The world’s leading publication for data science, AI, and ML professionals.

PCA: Principal Component Analysis – How to Get Superior Results with Fewer Dimensions?

One of The Best Techniques for Dimensionality Reduction

Machine Learning

Principal Component Analysis. Image by author.
Principal Component Analysis. Image by author.

Intro

Principal Component Analysis (PCA) is a commonly used technique by data scientists to make model training more efficient and visualize the data in lower dimensions.

In this article, I explain how PCA works and give you an example of how to perform such analysis in Python.

Contents

  • The category of Machine Learning techniques PCA belongs to
  • Visual explanation of how PCA works
  • Python example of performing PCA on real-life data
  • Conclusions

What category of Machine Learning techniques does Principal Component Analysis (PCA) belong to?

While PCA is often referred to as a dimensionality reduction technique, it is actually a data transformation.

Nevertheless, PCA makes it very easy to use the resulting principal components to reduce the number of dimensions as it ranks them from "most useful" (captures a lot of the data variance) to "least useful" (captures very little of the data variance).

Hence, there is really no harm in putting it under the dimensionality reduction group of algorithms within the unsupervised learning branch of ML.

The below graph is interactive, so please click on different categories to enlarge and reveal more👇 .

If you enjoy Data Science and Machine Learning, please subscribe to get an email whenever I publish a new story.

How does Principal Component Analysis (PCA) work?

Preparing the data

In simple terms, PCA helps us find new axes (principal components) of our dimensions that can better capture the variance of the data.

For example, you may have two attributes – house size (sq.ft.) and the number of rooms in that house. Not surprisingly, these two attributes are highly correlated as bigger houses tend to have more rooms.

Let’s visualize our made-up example by plotting the two attributes on a 2D scatterplot:

Relationship between house size and the number of rooms. Image by author.
Relationship between house size and the number of rooms. Image by author.

We can see that there is a positive correlation between house size and the number of rooms. Also, there seems to be more variance in house sizes when compared to the number of rooms.

However, before we make any premature conclusions, let’s pause for a minute and take a look at the scale of x and y. We can see that these two attributes use two different scales; hence the above picture is not really representative.

To make a more objective interpretation, let’s standardize our data.

Note, standartization is a data transformation technique that rescales the data so each attribute has a mean of 0 and a standard deviation of 1. This transformation can be described with the below formula:

Standardization. Image by author.
Standardization. Image by author.

So, this is what the same data looks like after we standardized it:

Relationship between house size and the number of rooms (standardized data). Image by author.
Relationship between house size and the number of rooms (standardized data). Image by author.
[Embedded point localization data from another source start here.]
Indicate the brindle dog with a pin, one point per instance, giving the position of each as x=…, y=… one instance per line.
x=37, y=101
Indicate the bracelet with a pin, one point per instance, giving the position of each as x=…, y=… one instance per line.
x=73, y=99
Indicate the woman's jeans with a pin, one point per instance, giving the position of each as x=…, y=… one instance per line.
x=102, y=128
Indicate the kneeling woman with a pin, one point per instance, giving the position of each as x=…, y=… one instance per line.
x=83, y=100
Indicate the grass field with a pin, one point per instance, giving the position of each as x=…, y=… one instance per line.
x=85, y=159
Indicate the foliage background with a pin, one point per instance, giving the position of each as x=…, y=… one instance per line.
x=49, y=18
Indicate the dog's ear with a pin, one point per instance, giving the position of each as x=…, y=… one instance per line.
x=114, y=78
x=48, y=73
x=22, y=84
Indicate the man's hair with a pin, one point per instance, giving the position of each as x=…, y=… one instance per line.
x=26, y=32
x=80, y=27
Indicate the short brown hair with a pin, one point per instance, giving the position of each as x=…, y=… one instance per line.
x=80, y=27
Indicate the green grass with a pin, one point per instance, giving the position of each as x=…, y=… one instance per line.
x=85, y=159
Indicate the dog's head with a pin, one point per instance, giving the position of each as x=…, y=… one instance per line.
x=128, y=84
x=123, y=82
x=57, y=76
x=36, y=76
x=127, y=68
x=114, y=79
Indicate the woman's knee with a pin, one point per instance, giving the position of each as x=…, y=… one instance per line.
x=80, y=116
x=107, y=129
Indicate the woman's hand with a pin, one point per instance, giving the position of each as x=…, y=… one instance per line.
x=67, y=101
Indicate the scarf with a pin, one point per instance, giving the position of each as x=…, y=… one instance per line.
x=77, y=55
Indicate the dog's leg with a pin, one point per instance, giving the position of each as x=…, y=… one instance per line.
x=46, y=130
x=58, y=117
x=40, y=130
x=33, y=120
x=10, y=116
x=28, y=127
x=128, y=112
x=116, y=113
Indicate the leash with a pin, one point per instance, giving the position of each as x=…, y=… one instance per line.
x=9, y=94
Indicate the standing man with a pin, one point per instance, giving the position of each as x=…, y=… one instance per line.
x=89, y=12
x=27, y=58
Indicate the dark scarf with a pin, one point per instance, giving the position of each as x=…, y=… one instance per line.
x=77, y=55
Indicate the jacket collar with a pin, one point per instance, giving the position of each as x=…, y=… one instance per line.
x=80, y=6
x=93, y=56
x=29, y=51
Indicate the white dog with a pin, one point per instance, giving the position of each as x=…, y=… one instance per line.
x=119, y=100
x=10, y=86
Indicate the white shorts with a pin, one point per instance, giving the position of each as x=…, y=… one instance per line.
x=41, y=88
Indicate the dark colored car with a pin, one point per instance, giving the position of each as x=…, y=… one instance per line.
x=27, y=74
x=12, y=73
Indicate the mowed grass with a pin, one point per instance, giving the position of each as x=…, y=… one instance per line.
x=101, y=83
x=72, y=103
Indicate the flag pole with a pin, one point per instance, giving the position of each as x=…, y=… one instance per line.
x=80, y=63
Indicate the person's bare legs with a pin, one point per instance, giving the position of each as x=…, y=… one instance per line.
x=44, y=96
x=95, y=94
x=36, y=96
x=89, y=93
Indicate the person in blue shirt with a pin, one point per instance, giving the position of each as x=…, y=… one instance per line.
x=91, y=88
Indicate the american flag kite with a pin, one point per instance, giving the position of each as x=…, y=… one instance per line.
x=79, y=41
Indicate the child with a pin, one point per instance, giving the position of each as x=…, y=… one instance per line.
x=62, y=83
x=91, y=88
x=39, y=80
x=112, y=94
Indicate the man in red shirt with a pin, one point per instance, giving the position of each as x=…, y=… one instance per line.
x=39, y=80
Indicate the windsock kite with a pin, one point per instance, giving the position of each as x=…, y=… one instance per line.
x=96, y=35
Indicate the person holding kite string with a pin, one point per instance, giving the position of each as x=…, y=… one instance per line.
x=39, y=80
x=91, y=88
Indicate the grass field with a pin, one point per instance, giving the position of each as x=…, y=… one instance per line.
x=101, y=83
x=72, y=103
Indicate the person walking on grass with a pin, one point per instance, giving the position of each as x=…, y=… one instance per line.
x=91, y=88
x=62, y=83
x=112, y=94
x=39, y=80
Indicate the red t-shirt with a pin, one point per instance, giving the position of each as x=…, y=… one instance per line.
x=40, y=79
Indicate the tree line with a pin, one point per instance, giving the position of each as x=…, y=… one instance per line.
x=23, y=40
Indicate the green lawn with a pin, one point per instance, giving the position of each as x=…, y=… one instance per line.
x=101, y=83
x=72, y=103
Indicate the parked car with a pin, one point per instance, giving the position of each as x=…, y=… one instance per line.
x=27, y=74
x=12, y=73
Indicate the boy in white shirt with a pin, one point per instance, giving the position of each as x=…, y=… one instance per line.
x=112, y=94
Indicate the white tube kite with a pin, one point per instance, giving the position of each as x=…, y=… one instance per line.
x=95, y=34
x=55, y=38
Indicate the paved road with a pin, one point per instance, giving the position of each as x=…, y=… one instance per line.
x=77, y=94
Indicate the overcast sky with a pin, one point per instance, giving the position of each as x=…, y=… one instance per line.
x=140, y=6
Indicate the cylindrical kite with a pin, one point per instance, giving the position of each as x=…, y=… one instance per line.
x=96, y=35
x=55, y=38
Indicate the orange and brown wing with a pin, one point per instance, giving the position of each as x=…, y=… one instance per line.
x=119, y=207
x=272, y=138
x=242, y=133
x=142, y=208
We can see that the data is now centered around the origin because both standardized attributes have a mean of 0. At the same time, it is now easier to visually compare the spread (variance) of the two attributes. As previously speculated, there is indeed a wider spread in house sizes than the number of rooms.

Finding principal components – PC1

I will intentionally avoid going into the mathematics behind finding principal components because my goal is to give you an intuitive/visual understanding of how PCA works.
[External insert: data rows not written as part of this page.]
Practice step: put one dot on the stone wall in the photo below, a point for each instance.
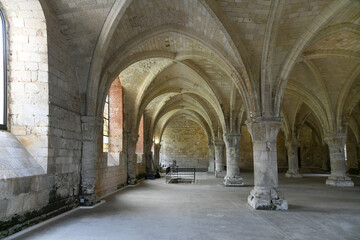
(116, 117)
(312, 155)
(281, 152)
(246, 150)
(110, 178)
(44, 114)
(184, 141)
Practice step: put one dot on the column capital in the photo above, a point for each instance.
(91, 126)
(264, 128)
(219, 143)
(336, 140)
(292, 143)
(133, 137)
(232, 139)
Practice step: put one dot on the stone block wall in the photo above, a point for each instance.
(186, 142)
(116, 119)
(110, 178)
(44, 114)
(312, 155)
(246, 150)
(140, 142)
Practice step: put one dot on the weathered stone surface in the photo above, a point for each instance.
(232, 178)
(186, 142)
(219, 159)
(338, 175)
(264, 195)
(293, 159)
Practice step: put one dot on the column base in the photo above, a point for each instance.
(338, 181)
(293, 175)
(220, 174)
(266, 199)
(233, 181)
(132, 181)
(88, 200)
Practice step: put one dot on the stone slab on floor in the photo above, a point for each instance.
(208, 210)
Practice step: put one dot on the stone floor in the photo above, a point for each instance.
(208, 210)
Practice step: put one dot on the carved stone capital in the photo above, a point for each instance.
(335, 141)
(232, 140)
(264, 129)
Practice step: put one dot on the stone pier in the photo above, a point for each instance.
(157, 147)
(219, 159)
(211, 168)
(292, 146)
(91, 128)
(338, 175)
(232, 178)
(132, 140)
(265, 194)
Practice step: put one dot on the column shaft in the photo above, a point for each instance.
(293, 159)
(265, 194)
(338, 175)
(132, 140)
(219, 159)
(157, 148)
(211, 167)
(232, 177)
(91, 127)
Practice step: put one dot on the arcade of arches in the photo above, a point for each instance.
(102, 93)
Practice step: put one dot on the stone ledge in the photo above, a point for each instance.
(221, 174)
(233, 181)
(339, 181)
(293, 175)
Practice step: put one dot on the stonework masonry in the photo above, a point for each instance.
(232, 178)
(185, 142)
(284, 74)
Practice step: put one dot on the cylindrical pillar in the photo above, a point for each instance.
(292, 146)
(157, 147)
(265, 194)
(132, 140)
(91, 127)
(338, 175)
(219, 159)
(232, 178)
(211, 167)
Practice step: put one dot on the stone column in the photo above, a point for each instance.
(358, 155)
(219, 159)
(132, 140)
(338, 175)
(265, 194)
(91, 128)
(232, 178)
(157, 147)
(211, 158)
(293, 159)
(148, 158)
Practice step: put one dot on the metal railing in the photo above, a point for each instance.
(175, 174)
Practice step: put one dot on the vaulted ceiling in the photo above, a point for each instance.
(218, 61)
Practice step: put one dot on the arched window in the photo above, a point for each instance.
(2, 73)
If you do enjoy a bit of algebra and, in particular, matrix multiplications, you can check out this story from Zichen Wang on PCA and SVD explanation using NumPy.

Now that we have the data standardized and centered around the origin, we can look for the "best-fit" line. This line must go through the origin, and we can find it by minimizing the distances from data points to their projections on the line. It looks like this:

"Best-fit" line of the data, which is also axis for PC1. Image by author.
"Best-fit" line of the data, which is also axis for PC1. Image by author.

Interestingly, this "best-fit" line also happens to be the axis for Principal Component 1 (PC1). This is because minimizing the distances from the line also maximizes the spread of data point projections on that same line.

In other words, we have found a new axis that captures the maximum amount of variance of the data in that dimension.

If you decide to study the mathematics of this process separately, you will come across terms like eigenvectors and eigenvalues. They, in a sense, describe this "best-fit" line and are mathematically found through doing eigendecomposition of the covariance matrix ** or through Singular Value Decompositio**n analysis (SVD for short).

Finding principal components – PC2 and others

Remember, Principal Component Analysis is not just about Dimensionality Reduction. Hence, we can find as many principal components as there are attributes (dimensions) in our data. Said that, let’s find PC2.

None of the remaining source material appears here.